Growing up in an upper-middle-class household in Bombay, I was conditioned to “unlook” at those outside my socio-economic world—people who cleaned our homes, filled our streets, yet remained invisible. My early lens was shaped by fear, detachment, and inherited bias.
After years of living abroad, I returned to India and traveled through its cities, towns, and villages between 2013 and 2019. Time and distance had shifted my perspective. As I spent time with people in their own spaces, I began to truly see them—as individuals full of dignity, resilience, and joy. When I changed how I looked at them, they looked back—no longer subjects, but collaborators in the act of seeing.

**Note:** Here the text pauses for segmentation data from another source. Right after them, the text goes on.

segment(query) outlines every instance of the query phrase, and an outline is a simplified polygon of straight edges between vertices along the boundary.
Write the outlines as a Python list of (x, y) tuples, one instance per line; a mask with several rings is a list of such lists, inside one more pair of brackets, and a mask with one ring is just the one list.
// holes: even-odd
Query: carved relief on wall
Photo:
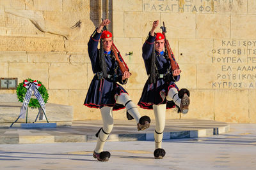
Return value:
[[(34, 7), (29, 4), (30, 1), (28, 0), (12, 0), (12, 3), (19, 3), (20, 5), (25, 6), (25, 9), (19, 9), (22, 8), (17, 8), (15, 5), (12, 5), (10, 3), (6, 3), (3, 1), (0, 3), (0, 17), (1, 15), (4, 16), (5, 15), (12, 15), (13, 16), (22, 18), (23, 19), (30, 21), (35, 28), (42, 32), (47, 32), (52, 34), (58, 35), (63, 36), (66, 39), (73, 39), (78, 36), (78, 34), (81, 30), (81, 21), (76, 20), (74, 23), (70, 24), (70, 27), (67, 27), (63, 25), (58, 24), (51, 20), (45, 20), (44, 16), (44, 11), (36, 11)], [(22, 25), (22, 24), (21, 24)], [(3, 27), (0, 26), (0, 31), (4, 30)], [(15, 25), (17, 26), (17, 25)], [(22, 25), (19, 25), (22, 26)], [(7, 32), (10, 29), (8, 27), (5, 27), (5, 32)], [(1, 32), (1, 31), (0, 31)]]

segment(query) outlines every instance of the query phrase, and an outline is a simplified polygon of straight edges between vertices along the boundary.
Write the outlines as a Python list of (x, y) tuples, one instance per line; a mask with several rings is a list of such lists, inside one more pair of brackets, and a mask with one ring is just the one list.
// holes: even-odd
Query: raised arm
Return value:
[(142, 57), (144, 60), (147, 60), (150, 57), (152, 50), (153, 49), (154, 42), (155, 41), (155, 30), (159, 24), (158, 20), (153, 22), (152, 27), (149, 32), (148, 36), (146, 39), (145, 43), (142, 47)]
[(110, 20), (108, 19), (104, 20), (100, 22), (99, 27), (95, 29), (95, 31), (94, 31), (90, 38), (88, 43), (88, 51), (92, 62), (94, 62), (96, 60), (98, 43), (100, 38), (101, 31), (103, 29), (103, 27), (108, 25), (109, 24), (109, 23)]

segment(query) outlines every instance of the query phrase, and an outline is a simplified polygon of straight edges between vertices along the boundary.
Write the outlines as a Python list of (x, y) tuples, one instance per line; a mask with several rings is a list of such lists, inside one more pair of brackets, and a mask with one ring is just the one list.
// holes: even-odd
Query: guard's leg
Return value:
[(116, 103), (123, 104), (128, 113), (135, 119), (138, 131), (143, 131), (150, 127), (150, 118), (147, 116), (140, 117), (137, 106), (126, 93), (122, 93), (116, 97)]
[(112, 107), (105, 106), (100, 109), (102, 117), (103, 127), (100, 129), (98, 133), (96, 148), (93, 152), (93, 157), (97, 158), (99, 161), (108, 161), (110, 157), (110, 153), (103, 152), (103, 146), (107, 141), (109, 133), (111, 132), (113, 126), (112, 114)]
[(165, 155), (164, 150), (162, 149), (163, 134), (165, 126), (165, 111), (166, 104), (153, 105), (156, 119), (156, 129), (154, 134), (155, 139), (155, 159), (163, 159)]
[(185, 114), (188, 112), (188, 106), (190, 104), (190, 93), (186, 89), (180, 89), (179, 92), (176, 88), (169, 89), (166, 99), (173, 100), (174, 103), (179, 107), (180, 112)]

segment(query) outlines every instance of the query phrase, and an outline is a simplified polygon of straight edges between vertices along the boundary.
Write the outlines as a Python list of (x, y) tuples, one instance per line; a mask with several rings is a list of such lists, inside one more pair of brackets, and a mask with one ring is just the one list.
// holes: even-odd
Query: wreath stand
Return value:
[[(39, 89), (40, 88), (40, 89)], [(27, 89), (28, 90), (26, 90)], [(38, 90), (39, 89), (39, 90)], [(41, 89), (41, 90), (40, 90)], [(44, 96), (42, 96), (40, 91), (43, 94)], [(23, 93), (23, 94), (22, 94)], [(24, 94), (26, 93), (26, 95)], [(47, 119), (47, 117), (45, 115), (45, 103), (48, 99), (48, 93), (47, 92), (46, 88), (42, 84), (42, 82), (33, 80), (30, 78), (28, 78), (26, 80), (23, 80), (22, 83), (19, 84), (19, 86), (17, 88), (17, 97), (19, 99), (19, 101), (23, 102), (22, 106), (20, 107), (20, 113), (16, 120), (13, 122), (10, 127), (12, 127), (12, 125), (18, 121), (18, 120), (20, 118), (21, 115), (24, 115), (26, 111), (26, 124), (20, 124), (21, 128), (45, 128), (45, 127), (56, 127), (57, 124), (56, 123), (49, 123)], [(35, 100), (34, 99), (31, 99), (31, 97), (32, 96), (36, 96), (37, 101), (39, 102), (39, 105), (40, 106), (31, 105), (30, 107), (38, 108), (38, 113), (36, 115), (36, 118), (33, 123), (28, 123), (28, 110), (29, 108), (29, 103), (32, 100)], [(44, 101), (46, 100), (45, 102)], [(24, 104), (24, 103), (26, 103)], [(26, 111), (25, 111), (26, 110)], [(38, 123), (35, 124), (36, 122), (37, 118), (38, 118), (39, 114), (43, 112), (44, 115), (42, 116), (45, 117), (46, 121), (47, 123)], [(40, 115), (40, 116), (42, 116)], [(41, 120), (41, 118), (39, 118)], [(42, 118), (43, 119), (43, 118)]]
[[(32, 124), (28, 124), (28, 108), (27, 109), (27, 111), (26, 111), (26, 124), (20, 124), (20, 127), (21, 127), (22, 128), (22, 127), (24, 127), (24, 125), (23, 125), (24, 124), (28, 124), (28, 125), (29, 125), (29, 124), (35, 124), (35, 122), (36, 122), (37, 118), (38, 118), (38, 116), (39, 116), (39, 114), (40, 114), (40, 112), (38, 112), (38, 113), (37, 113), (36, 119), (35, 120), (35, 121), (34, 121)], [(45, 113), (44, 112), (44, 116), (45, 117), (46, 121), (47, 122), (47, 124), (56, 124), (56, 123), (49, 123), (49, 121), (48, 121), (47, 117), (46, 117), (46, 115), (45, 115)], [(16, 120), (14, 121), (14, 122), (12, 124), (12, 125), (11, 125), (11, 126), (10, 126), (10, 127), (12, 127), (12, 125), (13, 125), (15, 123), (16, 123), (17, 121), (18, 121), (18, 120), (19, 120), (20, 118), (20, 115), (19, 115), (19, 116), (18, 117), (18, 118), (16, 119)], [(45, 124), (46, 124), (46, 123), (40, 123), (40, 124), (42, 124), (42, 124), (44, 124), (44, 125), (45, 125)], [(45, 126), (45, 127), (47, 127)], [(54, 127), (51, 126), (51, 127)], [(25, 128), (25, 127), (23, 127), (23, 128)], [(28, 128), (28, 127), (26, 127), (26, 128)], [(32, 127), (31, 127), (31, 128), (32, 128)]]

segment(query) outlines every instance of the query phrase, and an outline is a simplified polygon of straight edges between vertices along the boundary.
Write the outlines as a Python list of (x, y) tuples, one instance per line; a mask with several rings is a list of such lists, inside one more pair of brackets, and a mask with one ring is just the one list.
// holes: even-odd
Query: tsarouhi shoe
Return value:
[(179, 97), (181, 99), (180, 112), (186, 114), (188, 112), (188, 106), (190, 104), (189, 91), (186, 89), (182, 89), (179, 91)]
[(137, 124), (138, 131), (141, 131), (148, 129), (150, 126), (151, 120), (148, 116), (143, 116), (140, 118), (139, 123)]
[(164, 155), (165, 155), (165, 151), (164, 149), (157, 148), (155, 150), (155, 151), (154, 152), (154, 156), (156, 159), (163, 159)]
[(106, 162), (110, 158), (110, 153), (108, 151), (104, 151), (100, 153), (96, 153), (93, 151), (93, 158), (97, 158), (99, 161)]

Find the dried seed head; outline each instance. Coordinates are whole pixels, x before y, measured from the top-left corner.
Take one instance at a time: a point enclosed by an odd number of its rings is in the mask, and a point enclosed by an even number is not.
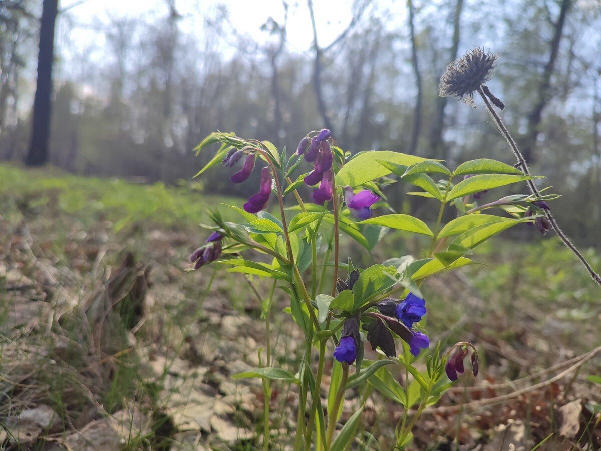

They welcomed me into their lives: into streets, markets, temples, and eventually into their sanctum sanctorum—their homes, kitchens, and community spaces. Despite the class divide, we were united by enduring Indian values of resilience, generosity, and joy. I saw these values play out in their daily rituals, relationships, and work—expressions of their karma.
This was not a linear journey; I sometimes slipped back into old habits. But over time, I moved from “unlooking” to truly “seeing”. This project documents that shift ... and asks the viewer: Who are you unlooking at, and who might be unlooking at you?